Pooled Analysis of Phase 3 studies

Stein Gold et al (2026)⁷ conducted a pooled analysis of 3 phase 3 studies (ICONIC-LEAD, ICONIC-ADVANCE 1, and ICONIC-ADVANCE 2) to evaluate ICOTYDE vs PBO in achieving skin clearance at week 16 across baseline subgroups of high clinical interest.

Study Design/Methods

• For the study designs of ICONIC-LEAD (N=684), ICONIC-ADVANCE 1 (N=467), and ICONIC-ADVANCE 2 (N=404), please refer to relevant sections above.

Results

• Overall, PsO treatment history was similar between groups, see Table: Prior Biologic/Systemic Treatment at Baseline.

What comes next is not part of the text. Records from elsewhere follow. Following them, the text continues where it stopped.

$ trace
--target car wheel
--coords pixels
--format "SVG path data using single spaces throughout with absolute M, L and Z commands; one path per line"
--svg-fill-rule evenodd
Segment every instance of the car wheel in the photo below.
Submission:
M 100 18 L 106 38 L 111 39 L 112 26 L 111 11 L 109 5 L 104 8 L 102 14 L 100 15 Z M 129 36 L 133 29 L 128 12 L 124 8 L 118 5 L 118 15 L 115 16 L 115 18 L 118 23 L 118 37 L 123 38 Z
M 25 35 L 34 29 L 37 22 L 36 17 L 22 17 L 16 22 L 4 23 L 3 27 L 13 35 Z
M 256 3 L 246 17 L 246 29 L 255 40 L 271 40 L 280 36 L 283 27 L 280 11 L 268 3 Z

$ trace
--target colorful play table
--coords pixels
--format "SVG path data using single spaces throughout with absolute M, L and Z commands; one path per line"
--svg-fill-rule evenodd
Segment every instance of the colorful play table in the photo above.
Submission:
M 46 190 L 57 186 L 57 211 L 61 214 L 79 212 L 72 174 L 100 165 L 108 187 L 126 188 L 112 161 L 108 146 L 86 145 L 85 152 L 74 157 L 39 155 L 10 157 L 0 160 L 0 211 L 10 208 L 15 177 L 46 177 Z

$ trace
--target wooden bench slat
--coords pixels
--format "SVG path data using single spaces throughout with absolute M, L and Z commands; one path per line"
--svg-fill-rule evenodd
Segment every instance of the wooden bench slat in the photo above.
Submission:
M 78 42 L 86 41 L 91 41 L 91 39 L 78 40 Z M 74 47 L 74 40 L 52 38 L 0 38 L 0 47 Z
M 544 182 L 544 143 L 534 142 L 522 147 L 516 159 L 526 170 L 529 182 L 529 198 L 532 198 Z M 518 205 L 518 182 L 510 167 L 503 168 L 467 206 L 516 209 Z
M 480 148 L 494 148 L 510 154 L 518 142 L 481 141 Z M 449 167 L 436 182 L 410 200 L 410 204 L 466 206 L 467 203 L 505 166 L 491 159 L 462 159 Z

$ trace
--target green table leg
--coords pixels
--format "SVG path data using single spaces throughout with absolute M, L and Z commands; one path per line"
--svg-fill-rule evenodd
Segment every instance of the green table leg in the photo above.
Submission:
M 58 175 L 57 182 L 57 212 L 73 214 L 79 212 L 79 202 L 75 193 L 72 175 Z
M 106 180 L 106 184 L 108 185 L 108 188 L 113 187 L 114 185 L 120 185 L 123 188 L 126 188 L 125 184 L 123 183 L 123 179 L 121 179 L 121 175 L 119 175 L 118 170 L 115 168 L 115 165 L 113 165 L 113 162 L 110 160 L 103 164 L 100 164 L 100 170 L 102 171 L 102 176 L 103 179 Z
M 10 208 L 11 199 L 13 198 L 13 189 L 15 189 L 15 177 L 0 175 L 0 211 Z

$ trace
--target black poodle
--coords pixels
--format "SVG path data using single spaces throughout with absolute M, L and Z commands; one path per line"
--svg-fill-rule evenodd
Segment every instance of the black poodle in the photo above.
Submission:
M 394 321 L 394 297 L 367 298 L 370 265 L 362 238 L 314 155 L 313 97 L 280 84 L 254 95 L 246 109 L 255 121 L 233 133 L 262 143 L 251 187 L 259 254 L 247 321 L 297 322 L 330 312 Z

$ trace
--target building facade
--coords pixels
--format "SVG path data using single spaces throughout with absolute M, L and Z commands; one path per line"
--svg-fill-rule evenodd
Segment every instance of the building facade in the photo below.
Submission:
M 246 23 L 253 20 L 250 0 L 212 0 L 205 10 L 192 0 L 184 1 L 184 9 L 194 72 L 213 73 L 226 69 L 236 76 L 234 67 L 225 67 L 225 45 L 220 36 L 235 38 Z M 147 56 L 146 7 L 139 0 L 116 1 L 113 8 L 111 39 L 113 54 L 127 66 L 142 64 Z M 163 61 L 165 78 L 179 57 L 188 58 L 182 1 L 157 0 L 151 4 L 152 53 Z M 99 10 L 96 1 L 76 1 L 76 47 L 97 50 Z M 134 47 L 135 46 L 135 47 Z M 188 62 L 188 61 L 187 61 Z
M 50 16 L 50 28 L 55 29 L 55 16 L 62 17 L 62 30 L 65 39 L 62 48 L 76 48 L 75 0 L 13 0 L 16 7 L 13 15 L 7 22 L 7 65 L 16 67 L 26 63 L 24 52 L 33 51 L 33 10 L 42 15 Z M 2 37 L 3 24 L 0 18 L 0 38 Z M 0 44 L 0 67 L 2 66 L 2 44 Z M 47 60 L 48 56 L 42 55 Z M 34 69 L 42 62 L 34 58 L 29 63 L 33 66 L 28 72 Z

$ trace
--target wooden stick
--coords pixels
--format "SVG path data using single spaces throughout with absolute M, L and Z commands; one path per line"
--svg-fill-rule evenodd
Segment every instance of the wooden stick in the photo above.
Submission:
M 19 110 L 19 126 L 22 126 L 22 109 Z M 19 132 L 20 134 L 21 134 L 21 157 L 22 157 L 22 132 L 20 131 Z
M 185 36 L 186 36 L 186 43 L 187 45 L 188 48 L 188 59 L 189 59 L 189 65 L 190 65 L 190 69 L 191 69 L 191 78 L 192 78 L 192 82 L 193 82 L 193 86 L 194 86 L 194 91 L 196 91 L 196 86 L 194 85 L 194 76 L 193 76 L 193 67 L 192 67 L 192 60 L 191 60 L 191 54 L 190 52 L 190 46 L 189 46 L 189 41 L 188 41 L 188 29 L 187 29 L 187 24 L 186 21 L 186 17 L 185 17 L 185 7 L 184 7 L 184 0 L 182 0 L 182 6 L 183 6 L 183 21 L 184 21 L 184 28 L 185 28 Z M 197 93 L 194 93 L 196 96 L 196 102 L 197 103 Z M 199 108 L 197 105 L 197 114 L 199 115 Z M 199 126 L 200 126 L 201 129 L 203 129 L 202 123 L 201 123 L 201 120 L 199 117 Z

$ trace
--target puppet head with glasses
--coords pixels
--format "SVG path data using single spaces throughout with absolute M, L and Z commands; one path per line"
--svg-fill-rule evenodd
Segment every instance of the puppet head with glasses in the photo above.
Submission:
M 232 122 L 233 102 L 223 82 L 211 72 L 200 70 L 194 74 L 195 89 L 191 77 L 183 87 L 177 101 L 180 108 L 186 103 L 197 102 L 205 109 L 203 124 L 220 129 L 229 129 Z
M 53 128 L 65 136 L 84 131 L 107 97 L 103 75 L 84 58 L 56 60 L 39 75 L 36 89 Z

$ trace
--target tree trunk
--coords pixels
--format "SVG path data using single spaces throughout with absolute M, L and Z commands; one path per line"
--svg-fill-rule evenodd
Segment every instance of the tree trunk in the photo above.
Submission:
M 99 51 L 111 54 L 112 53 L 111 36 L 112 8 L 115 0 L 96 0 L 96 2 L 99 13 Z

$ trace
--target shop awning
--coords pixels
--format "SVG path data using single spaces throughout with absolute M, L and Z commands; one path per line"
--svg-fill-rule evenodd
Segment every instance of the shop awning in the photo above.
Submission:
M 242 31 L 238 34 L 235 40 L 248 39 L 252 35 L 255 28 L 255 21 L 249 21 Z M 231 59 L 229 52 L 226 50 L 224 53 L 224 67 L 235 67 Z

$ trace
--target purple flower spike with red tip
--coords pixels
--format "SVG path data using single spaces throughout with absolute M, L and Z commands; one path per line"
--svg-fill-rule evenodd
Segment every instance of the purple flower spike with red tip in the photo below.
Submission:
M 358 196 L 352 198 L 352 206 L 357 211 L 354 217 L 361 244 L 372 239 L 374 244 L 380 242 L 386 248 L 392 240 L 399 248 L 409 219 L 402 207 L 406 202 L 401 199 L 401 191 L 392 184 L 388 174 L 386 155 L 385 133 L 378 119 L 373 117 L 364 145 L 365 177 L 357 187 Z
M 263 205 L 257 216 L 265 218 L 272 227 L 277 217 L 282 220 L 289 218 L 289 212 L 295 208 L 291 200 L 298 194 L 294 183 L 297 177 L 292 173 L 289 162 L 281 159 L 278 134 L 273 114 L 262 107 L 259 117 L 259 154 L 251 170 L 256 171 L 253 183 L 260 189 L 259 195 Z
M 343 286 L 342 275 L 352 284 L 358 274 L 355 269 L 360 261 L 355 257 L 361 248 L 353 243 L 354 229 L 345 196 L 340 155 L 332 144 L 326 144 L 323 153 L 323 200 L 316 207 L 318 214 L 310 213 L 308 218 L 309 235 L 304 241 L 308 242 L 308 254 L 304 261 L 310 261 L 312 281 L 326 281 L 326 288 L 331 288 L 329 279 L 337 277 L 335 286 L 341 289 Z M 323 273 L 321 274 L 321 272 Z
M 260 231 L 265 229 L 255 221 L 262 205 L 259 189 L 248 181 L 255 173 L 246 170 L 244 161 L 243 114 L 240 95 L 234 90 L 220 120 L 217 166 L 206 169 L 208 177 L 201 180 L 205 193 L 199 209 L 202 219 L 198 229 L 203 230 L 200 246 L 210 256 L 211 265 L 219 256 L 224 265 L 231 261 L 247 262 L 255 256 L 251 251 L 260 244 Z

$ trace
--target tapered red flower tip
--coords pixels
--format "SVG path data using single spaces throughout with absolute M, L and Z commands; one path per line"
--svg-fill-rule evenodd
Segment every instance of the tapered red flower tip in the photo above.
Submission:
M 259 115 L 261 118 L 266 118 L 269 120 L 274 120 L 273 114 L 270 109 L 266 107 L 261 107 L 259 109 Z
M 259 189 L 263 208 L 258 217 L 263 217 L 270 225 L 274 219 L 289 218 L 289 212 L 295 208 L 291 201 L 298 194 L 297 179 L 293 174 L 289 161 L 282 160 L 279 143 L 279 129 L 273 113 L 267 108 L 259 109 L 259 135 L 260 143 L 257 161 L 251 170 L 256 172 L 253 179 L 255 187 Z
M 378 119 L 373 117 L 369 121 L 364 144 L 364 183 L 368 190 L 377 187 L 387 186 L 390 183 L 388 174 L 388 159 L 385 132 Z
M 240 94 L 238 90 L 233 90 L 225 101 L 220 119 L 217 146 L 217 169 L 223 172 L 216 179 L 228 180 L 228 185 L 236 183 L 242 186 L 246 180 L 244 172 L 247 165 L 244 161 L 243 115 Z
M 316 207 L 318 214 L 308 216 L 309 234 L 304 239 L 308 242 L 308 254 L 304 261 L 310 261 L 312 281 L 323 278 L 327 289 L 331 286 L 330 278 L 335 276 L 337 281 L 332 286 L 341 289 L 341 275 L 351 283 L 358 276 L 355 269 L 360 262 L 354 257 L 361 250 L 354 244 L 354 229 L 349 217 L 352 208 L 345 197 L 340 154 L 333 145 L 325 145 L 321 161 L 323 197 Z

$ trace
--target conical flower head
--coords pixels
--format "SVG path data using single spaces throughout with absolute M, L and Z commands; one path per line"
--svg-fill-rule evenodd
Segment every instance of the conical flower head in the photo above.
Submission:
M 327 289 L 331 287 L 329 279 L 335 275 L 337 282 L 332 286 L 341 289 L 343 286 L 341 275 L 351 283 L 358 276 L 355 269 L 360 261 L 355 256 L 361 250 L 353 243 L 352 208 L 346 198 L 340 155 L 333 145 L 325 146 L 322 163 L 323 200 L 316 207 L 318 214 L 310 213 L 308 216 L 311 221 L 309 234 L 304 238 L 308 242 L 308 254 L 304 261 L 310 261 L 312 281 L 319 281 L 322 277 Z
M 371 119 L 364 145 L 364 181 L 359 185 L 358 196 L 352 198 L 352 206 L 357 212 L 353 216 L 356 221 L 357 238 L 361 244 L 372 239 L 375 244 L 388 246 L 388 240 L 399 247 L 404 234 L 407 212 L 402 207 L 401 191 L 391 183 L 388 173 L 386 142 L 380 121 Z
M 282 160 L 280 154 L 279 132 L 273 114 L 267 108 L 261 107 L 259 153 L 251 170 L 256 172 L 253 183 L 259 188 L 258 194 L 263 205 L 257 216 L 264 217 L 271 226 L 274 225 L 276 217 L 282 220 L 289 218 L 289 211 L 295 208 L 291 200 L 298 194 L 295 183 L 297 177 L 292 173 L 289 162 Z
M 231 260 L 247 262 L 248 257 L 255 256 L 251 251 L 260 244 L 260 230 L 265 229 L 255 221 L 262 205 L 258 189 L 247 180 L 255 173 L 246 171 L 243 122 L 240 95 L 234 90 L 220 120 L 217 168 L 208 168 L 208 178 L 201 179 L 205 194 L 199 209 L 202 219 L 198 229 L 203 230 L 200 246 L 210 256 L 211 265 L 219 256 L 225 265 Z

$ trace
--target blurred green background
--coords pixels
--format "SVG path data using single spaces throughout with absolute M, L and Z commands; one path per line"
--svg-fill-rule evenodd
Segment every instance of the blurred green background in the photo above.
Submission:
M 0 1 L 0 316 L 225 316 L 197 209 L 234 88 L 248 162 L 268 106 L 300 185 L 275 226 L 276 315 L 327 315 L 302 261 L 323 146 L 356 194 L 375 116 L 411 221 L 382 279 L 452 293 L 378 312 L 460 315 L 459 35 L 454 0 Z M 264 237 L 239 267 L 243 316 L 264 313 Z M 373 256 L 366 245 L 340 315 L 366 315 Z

• At week 16, the overall IGA score of 0/1 (IGA 0/1) response rates for ICOTYDE and PBO were 67.5% and 9.2%, respectively (proportion difference, 57.9%; 95% confidence interval [CI], 53.8-61.6). For more details, see Table: IGA 0/1 Response Rates by Prior Biologic/Systemic Treatment.

Safety

• The mean duration of follow-up in the pooled cohort was 15.9 weeks for ICOTYDE and 15.6 weeks for PBO. The safety data are summarised in the Table: Pooled Safety through Week 16.

Literature Search

A literature search of MEDLINE^®, EMBASE^®, BIOSIS Previews^®, and DERWENT^® (and/or other resources, including internal/external databases) was conducted on 2 February 2026.